The O’Malley administration is proposing regulations that would for the first time allow the state’s environmental agency to police pollution from the Eastern Shore’s huge poultry industry.

Under draft rules released yesterday, large chicken farms would have to get state permits and follow a list of pollution control requirements or face fines of up to $10,000 per day.

The permits would be required for about 200 farms and would allow the Maryland Department of the Environment to inspect chicken houses and take water samples in streams nearby.

Chicken manure runoff is one of the largest sources of pollution in the Chesapeake Bay.

Administration officials said the rules will help restore the bay’s health, when combined with other state efforts that include improving sewage treatment plants and fixing leaky urban storm water pipes.

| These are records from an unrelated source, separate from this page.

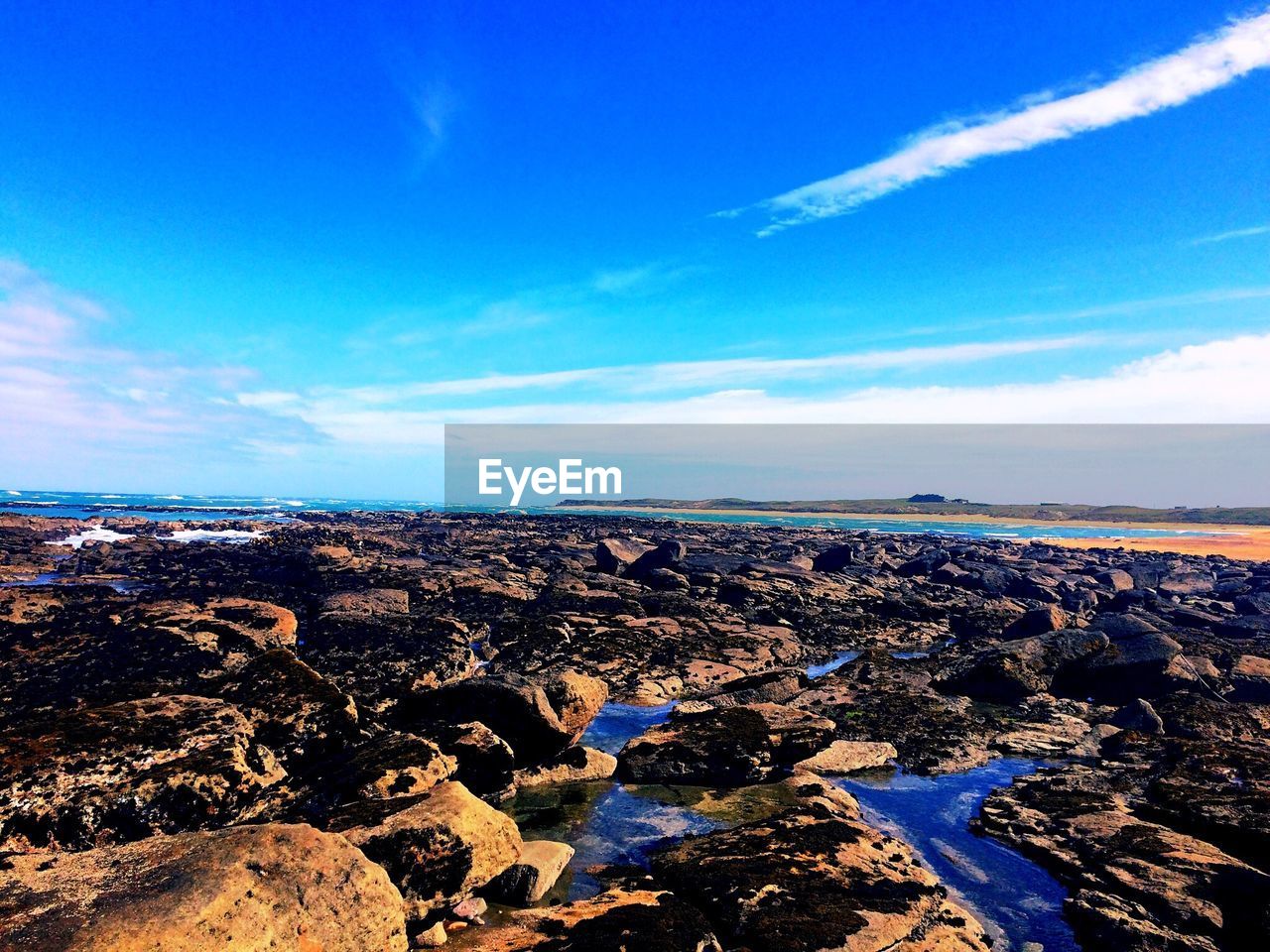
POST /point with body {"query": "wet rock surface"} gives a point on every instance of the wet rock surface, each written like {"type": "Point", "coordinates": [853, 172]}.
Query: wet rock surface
{"type": "Point", "coordinates": [816, 878]}
{"type": "Point", "coordinates": [349, 674]}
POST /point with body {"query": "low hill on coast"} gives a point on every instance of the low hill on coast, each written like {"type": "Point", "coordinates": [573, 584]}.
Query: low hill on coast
{"type": "Point", "coordinates": [924, 506]}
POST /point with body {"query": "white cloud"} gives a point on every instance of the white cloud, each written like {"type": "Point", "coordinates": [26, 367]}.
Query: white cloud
{"type": "Point", "coordinates": [1207, 63]}
{"type": "Point", "coordinates": [1229, 235]}
{"type": "Point", "coordinates": [679, 375]}
{"type": "Point", "coordinates": [1222, 381]}
{"type": "Point", "coordinates": [63, 390]}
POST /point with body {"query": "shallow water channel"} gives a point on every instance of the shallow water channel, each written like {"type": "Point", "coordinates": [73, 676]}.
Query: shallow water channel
{"type": "Point", "coordinates": [610, 823]}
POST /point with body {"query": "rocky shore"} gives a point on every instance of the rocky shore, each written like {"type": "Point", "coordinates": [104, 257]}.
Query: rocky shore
{"type": "Point", "coordinates": [314, 735]}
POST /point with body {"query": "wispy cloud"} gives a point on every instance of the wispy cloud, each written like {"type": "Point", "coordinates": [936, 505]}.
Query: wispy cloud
{"type": "Point", "coordinates": [1220, 381]}
{"type": "Point", "coordinates": [1229, 235]}
{"type": "Point", "coordinates": [679, 375]}
{"type": "Point", "coordinates": [63, 390]}
{"type": "Point", "coordinates": [1207, 63]}
{"type": "Point", "coordinates": [434, 105]}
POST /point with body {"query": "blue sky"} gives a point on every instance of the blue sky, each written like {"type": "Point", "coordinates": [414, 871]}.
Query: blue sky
{"type": "Point", "coordinates": [272, 252]}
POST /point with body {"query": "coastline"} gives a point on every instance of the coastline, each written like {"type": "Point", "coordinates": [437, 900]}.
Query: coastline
{"type": "Point", "coordinates": [1233, 540]}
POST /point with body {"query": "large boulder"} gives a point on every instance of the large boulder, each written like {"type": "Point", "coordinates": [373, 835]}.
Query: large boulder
{"type": "Point", "coordinates": [574, 766]}
{"type": "Point", "coordinates": [813, 879]}
{"type": "Point", "coordinates": [1139, 885]}
{"type": "Point", "coordinates": [80, 648]}
{"type": "Point", "coordinates": [835, 558]}
{"type": "Point", "coordinates": [296, 712]}
{"type": "Point", "coordinates": [439, 848]}
{"type": "Point", "coordinates": [615, 553]}
{"type": "Point", "coordinates": [725, 747]}
{"type": "Point", "coordinates": [484, 762]}
{"type": "Point", "coordinates": [529, 879]}
{"type": "Point", "coordinates": [1132, 665]}
{"type": "Point", "coordinates": [285, 888]}
{"type": "Point", "coordinates": [513, 707]}
{"type": "Point", "coordinates": [1016, 669]}
{"type": "Point", "coordinates": [575, 698]}
{"type": "Point", "coordinates": [132, 770]}
{"type": "Point", "coordinates": [667, 555]}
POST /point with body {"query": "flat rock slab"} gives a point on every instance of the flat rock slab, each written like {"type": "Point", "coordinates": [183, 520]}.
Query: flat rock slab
{"type": "Point", "coordinates": [844, 757]}
{"type": "Point", "coordinates": [617, 920]}
{"type": "Point", "coordinates": [729, 747]}
{"type": "Point", "coordinates": [529, 879]}
{"type": "Point", "coordinates": [277, 887]}
{"type": "Point", "coordinates": [572, 766]}
{"type": "Point", "coordinates": [816, 879]}
{"type": "Point", "coordinates": [439, 848]}
{"type": "Point", "coordinates": [126, 771]}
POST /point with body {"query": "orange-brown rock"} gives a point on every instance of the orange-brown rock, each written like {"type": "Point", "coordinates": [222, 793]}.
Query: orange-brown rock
{"type": "Point", "coordinates": [275, 887]}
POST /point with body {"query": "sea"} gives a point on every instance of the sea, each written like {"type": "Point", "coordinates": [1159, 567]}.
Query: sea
{"type": "Point", "coordinates": [164, 507]}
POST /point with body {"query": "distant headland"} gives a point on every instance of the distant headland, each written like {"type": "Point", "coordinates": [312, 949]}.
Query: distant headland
{"type": "Point", "coordinates": [928, 504]}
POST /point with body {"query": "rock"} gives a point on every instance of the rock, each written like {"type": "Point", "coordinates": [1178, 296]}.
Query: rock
{"type": "Point", "coordinates": [774, 685]}
{"type": "Point", "coordinates": [881, 698]}
{"type": "Point", "coordinates": [844, 757]}
{"type": "Point", "coordinates": [485, 763]}
{"type": "Point", "coordinates": [729, 747]}
{"type": "Point", "coordinates": [834, 560]}
{"type": "Point", "coordinates": [575, 699]}
{"type": "Point", "coordinates": [77, 649]}
{"type": "Point", "coordinates": [816, 878]}
{"type": "Point", "coordinates": [295, 711]}
{"type": "Point", "coordinates": [285, 888]}
{"type": "Point", "coordinates": [132, 770]}
{"type": "Point", "coordinates": [1143, 885]}
{"type": "Point", "coordinates": [1052, 737]}
{"type": "Point", "coordinates": [471, 909]}
{"type": "Point", "coordinates": [1187, 584]}
{"type": "Point", "coordinates": [386, 767]}
{"type": "Point", "coordinates": [1017, 669]}
{"type": "Point", "coordinates": [1129, 666]}
{"type": "Point", "coordinates": [235, 627]}
{"type": "Point", "coordinates": [1115, 579]}
{"type": "Point", "coordinates": [615, 553]}
{"type": "Point", "coordinates": [439, 848]}
{"type": "Point", "coordinates": [370, 602]}
{"type": "Point", "coordinates": [1038, 621]}
{"type": "Point", "coordinates": [379, 657]}
{"type": "Point", "coordinates": [666, 580]}
{"type": "Point", "coordinates": [1250, 679]}
{"type": "Point", "coordinates": [667, 555]}
{"type": "Point", "coordinates": [530, 878]}
{"type": "Point", "coordinates": [432, 937]}
{"type": "Point", "coordinates": [1139, 716]}
{"type": "Point", "coordinates": [611, 921]}
{"type": "Point", "coordinates": [511, 706]}
{"type": "Point", "coordinates": [575, 765]}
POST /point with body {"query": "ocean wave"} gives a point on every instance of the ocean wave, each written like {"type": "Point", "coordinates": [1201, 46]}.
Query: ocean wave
{"type": "Point", "coordinates": [96, 535]}
{"type": "Point", "coordinates": [232, 536]}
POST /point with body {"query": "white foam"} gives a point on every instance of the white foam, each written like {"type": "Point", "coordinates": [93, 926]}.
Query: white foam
{"type": "Point", "coordinates": [96, 535]}
{"type": "Point", "coordinates": [235, 536]}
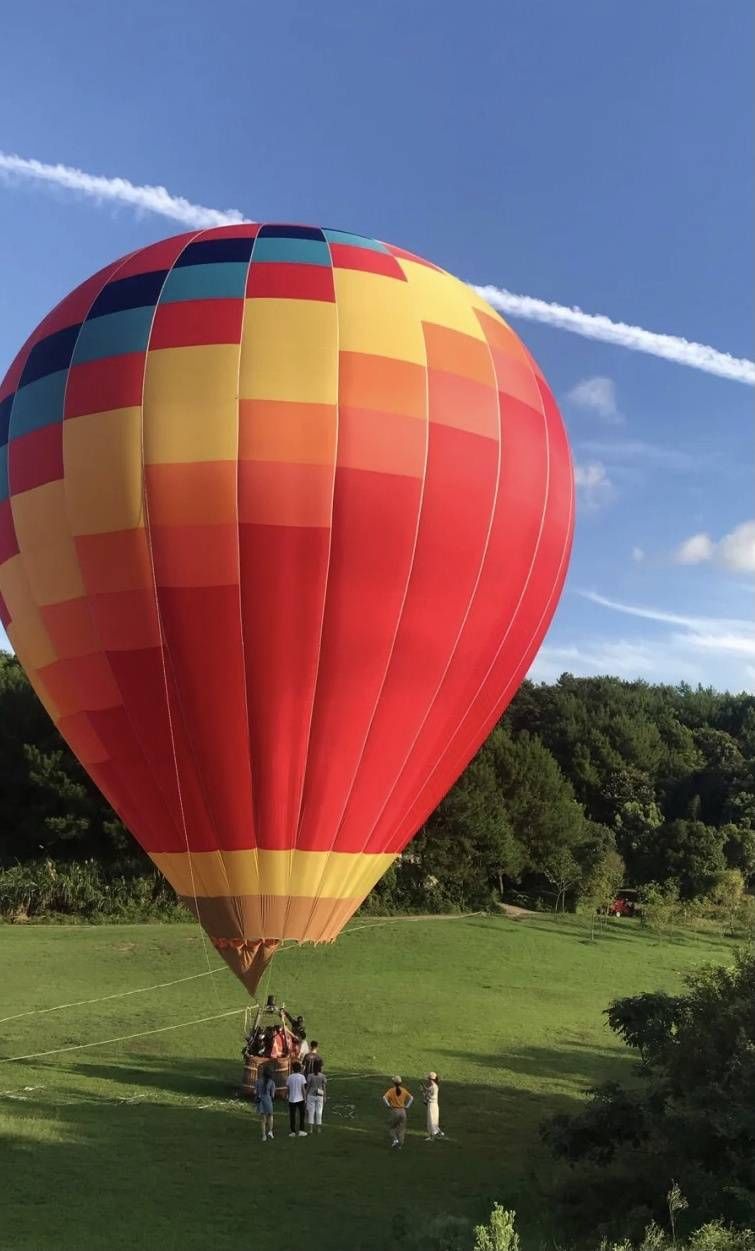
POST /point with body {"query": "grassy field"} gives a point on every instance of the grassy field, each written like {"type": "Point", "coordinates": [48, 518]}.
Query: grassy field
{"type": "Point", "coordinates": [141, 1144]}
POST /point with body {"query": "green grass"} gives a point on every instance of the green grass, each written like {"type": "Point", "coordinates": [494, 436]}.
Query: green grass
{"type": "Point", "coordinates": [141, 1144]}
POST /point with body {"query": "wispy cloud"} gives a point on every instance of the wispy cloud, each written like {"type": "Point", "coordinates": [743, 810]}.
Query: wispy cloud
{"type": "Point", "coordinates": [590, 325]}
{"type": "Point", "coordinates": [635, 452]}
{"type": "Point", "coordinates": [695, 549]}
{"type": "Point", "coordinates": [594, 486]}
{"type": "Point", "coordinates": [596, 395]}
{"type": "Point", "coordinates": [116, 190]}
{"type": "Point", "coordinates": [158, 199]}
{"type": "Point", "coordinates": [731, 636]}
{"type": "Point", "coordinates": [734, 552]}
{"type": "Point", "coordinates": [705, 649]}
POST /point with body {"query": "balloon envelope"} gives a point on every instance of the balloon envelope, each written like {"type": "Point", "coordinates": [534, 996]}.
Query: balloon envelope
{"type": "Point", "coordinates": [284, 517]}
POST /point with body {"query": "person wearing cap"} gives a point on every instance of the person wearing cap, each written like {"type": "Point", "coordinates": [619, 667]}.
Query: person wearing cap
{"type": "Point", "coordinates": [430, 1099]}
{"type": "Point", "coordinates": [398, 1100]}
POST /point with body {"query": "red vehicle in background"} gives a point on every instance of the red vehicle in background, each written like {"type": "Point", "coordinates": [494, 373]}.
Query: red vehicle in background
{"type": "Point", "coordinates": [625, 905]}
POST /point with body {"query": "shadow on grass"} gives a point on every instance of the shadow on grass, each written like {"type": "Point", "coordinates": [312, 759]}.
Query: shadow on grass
{"type": "Point", "coordinates": [580, 1065]}
{"type": "Point", "coordinates": [84, 1165]}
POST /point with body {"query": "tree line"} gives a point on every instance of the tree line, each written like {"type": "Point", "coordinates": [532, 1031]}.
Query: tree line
{"type": "Point", "coordinates": [586, 786]}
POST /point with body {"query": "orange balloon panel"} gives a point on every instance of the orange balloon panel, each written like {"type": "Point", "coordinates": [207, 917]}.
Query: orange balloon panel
{"type": "Point", "coordinates": [284, 517]}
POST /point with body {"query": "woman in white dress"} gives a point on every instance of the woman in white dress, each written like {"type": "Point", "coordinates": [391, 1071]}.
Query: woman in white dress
{"type": "Point", "coordinates": [430, 1097]}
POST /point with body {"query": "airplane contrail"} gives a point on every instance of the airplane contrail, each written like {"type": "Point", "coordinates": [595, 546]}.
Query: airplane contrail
{"type": "Point", "coordinates": [589, 325]}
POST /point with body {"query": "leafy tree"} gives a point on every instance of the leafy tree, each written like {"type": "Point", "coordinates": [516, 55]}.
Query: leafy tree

“We believe this new permit is very protective of Maryland waters, both surface and groundwater,” said Robert Summers, deputy environment secretary. “It’s a good step forward in terms of dealing with these important animal waste issues.”

But a chicken industry spokesman said new regulations are unnecessary and will be difficult to enforce.

“These type permits are for factories. They should not be required for family farms,” said Bill Satterfield, executive director of Delmarva Poultry Industry Inc., a trade organization.

“With Maryland facing a huge budget challenge, where is the state going to get the money and the army of trained personnel to conduct inspections on who-knows-how-many farms?”

Maryland has for years required industrial-style pollution control permits for large dairy and hog farms. But poultry was exempted when the regulations were written more than a decade ago, even though it’s a far larger enterprise in the state, with 272 million chickens a year producing about a billion pounds of manure.

As evidence of water pollution from chicken litter has grown, at least a dozen states, including Pennsylvania and Georgia, have required inspections and regulation of poultry houses.